Investigation of 3D printing parameters on cooling rate, crystallinity, and tensile properties of recycled polyethylene terephthalate cooling rate, crystallinity, and tensile properties of recycled polyethylene terephthalate

Abstract

The successful implementation of fused filament fabrication (FFF) 3D printing using recycled plastics requires a deep understanding of the thermal behavior of the plastics throughout the printing process. This study investigated the influence of wall thickness of the printed sample, nozzle temperature, and cooling fan speed during 3D printing on the cooling rate, crystallinity, and tensile properties of recycled polyethylene terephthalate (rPET). The experimental process commenced with the collection of discarded rPET bottles, followed by thorough cleaning and washing to remove any adhesives and contaminants. Afterward, the bottles were cut and ground into flakes and then converted into filaments using a single-screw filament extrusion process. In-situ thermal analysis was conducted by integrating an infrared (IR) thermal camera into the 3D printing setup to monitor real-time temperature changes during the printing process. Results revealed that cooling rates increased markedly with reduced wall thickness, rising from 17.53 °C/min for the 3.6 mm wall thickness to 62.92 °C/min for the 1.2 mm wall thickness. Nozzle temperature exhibited a non-linear influence, with the highest cooling rate of 65.47 °C/min recorded at 240 °C, while enhanced cooling fan speed (100%) further accelerated cooling to 45.00 °C/min. Differential scanning calorimetry (DSC) and Raman spectroscopy confirmed that a slower cooling rate generally promoted crystallinity, which was observed in thick-walled and low-cooling speed prints.
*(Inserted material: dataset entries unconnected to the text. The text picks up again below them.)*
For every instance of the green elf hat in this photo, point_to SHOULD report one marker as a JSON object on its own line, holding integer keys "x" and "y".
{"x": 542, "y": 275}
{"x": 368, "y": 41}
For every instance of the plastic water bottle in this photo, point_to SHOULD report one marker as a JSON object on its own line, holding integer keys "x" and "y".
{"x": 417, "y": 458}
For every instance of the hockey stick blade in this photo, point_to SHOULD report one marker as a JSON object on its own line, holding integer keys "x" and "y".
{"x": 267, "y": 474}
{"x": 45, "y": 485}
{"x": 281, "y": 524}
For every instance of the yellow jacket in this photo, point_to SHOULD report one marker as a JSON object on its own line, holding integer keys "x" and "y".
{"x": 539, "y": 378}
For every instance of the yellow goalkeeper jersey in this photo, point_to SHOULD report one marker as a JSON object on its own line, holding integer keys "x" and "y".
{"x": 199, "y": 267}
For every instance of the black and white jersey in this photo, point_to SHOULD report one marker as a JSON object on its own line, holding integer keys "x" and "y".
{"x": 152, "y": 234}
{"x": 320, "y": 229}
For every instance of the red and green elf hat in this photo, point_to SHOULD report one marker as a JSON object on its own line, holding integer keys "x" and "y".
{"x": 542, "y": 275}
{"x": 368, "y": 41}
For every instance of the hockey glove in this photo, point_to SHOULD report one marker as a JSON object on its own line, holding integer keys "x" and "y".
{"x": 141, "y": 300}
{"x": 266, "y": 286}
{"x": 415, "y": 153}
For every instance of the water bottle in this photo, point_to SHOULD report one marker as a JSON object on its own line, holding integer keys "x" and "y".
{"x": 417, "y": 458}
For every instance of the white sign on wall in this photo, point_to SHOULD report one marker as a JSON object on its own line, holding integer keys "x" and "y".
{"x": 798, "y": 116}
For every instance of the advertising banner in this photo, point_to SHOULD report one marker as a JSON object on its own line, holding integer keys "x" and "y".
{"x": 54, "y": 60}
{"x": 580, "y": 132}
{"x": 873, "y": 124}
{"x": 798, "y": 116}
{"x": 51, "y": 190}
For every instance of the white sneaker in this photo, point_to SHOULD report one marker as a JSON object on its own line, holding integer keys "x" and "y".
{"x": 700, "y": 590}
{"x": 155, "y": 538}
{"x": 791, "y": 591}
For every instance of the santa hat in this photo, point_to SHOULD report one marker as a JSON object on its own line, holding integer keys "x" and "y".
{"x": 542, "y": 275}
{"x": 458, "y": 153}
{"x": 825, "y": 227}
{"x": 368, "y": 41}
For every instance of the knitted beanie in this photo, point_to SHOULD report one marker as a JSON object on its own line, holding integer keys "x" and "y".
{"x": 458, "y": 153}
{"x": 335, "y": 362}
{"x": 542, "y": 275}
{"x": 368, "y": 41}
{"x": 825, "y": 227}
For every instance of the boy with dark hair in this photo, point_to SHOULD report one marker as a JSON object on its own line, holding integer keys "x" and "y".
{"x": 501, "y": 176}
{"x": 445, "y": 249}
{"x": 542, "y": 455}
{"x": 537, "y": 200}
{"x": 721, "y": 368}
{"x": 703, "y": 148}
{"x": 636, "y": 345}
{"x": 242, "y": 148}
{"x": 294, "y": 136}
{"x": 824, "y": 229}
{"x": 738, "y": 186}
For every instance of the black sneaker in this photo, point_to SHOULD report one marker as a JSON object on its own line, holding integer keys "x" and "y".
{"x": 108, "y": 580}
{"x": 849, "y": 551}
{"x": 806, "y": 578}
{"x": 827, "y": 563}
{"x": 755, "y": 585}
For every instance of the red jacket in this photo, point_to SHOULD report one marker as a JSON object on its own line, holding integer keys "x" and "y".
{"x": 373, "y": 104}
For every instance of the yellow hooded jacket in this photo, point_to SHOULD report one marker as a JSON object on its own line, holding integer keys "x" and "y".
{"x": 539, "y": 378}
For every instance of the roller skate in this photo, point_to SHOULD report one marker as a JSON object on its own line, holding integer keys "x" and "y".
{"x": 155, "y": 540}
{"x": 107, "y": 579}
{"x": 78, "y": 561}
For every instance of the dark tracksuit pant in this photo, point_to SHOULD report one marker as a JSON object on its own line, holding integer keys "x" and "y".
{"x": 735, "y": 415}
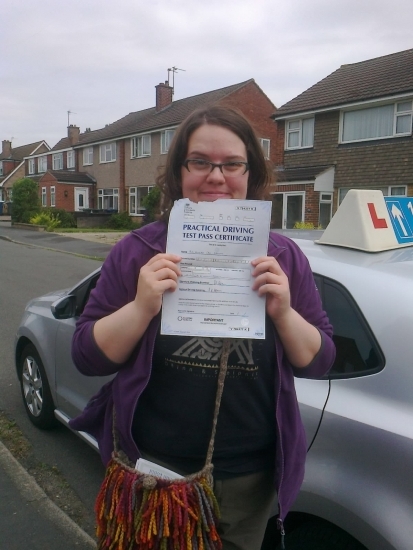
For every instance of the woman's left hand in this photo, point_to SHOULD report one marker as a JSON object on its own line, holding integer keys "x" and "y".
{"x": 271, "y": 280}
{"x": 300, "y": 339}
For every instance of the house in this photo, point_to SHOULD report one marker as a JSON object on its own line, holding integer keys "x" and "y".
{"x": 12, "y": 164}
{"x": 353, "y": 129}
{"x": 119, "y": 162}
{"x": 61, "y": 183}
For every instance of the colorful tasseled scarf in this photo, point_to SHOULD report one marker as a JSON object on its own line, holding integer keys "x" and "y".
{"x": 139, "y": 512}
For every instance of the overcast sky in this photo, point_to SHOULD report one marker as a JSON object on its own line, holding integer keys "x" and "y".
{"x": 101, "y": 60}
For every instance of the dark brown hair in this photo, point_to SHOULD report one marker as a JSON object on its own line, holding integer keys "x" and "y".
{"x": 259, "y": 175}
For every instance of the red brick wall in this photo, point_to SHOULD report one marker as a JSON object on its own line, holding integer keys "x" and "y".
{"x": 258, "y": 108}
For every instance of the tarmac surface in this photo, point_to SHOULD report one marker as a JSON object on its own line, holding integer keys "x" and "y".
{"x": 29, "y": 520}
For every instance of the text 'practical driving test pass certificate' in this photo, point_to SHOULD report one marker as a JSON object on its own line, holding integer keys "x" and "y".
{"x": 217, "y": 241}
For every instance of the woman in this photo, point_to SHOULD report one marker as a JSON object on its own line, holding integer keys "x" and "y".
{"x": 164, "y": 391}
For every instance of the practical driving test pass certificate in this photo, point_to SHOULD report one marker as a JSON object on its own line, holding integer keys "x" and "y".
{"x": 217, "y": 241}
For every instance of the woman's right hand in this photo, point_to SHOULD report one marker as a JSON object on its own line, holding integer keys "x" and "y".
{"x": 118, "y": 333}
{"x": 159, "y": 275}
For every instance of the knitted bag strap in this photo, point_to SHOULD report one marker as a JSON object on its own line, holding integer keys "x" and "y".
{"x": 223, "y": 367}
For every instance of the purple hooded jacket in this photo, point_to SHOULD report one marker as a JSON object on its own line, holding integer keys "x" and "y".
{"x": 117, "y": 286}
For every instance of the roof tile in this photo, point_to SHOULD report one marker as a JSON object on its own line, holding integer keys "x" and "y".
{"x": 380, "y": 77}
{"x": 150, "y": 119}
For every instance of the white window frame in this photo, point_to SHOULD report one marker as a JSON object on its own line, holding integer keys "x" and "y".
{"x": 325, "y": 198}
{"x": 299, "y": 131}
{"x": 166, "y": 138}
{"x": 32, "y": 166}
{"x": 397, "y": 114}
{"x": 135, "y": 200}
{"x": 266, "y": 144}
{"x": 141, "y": 146}
{"x": 87, "y": 156}
{"x": 71, "y": 159}
{"x": 42, "y": 164}
{"x": 57, "y": 161}
{"x": 107, "y": 152}
{"x": 114, "y": 193}
{"x": 52, "y": 196}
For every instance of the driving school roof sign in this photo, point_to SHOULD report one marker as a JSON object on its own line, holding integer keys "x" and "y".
{"x": 366, "y": 220}
{"x": 401, "y": 214}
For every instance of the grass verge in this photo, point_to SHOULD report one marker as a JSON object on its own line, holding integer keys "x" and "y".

Tensile testing demonstrated a strong correlation between crystallinity and tensile performance, with ultimate tensile strength (UTS) reaching 55 MPa at 240 °C and 54.8 MPa at 25% cooling fan speed, outperforming previously reported rPET values. The use of rPET in FFF and the findings of this study contribute to the further exploration of rPET's potential in sustainable additive manufacturing practices.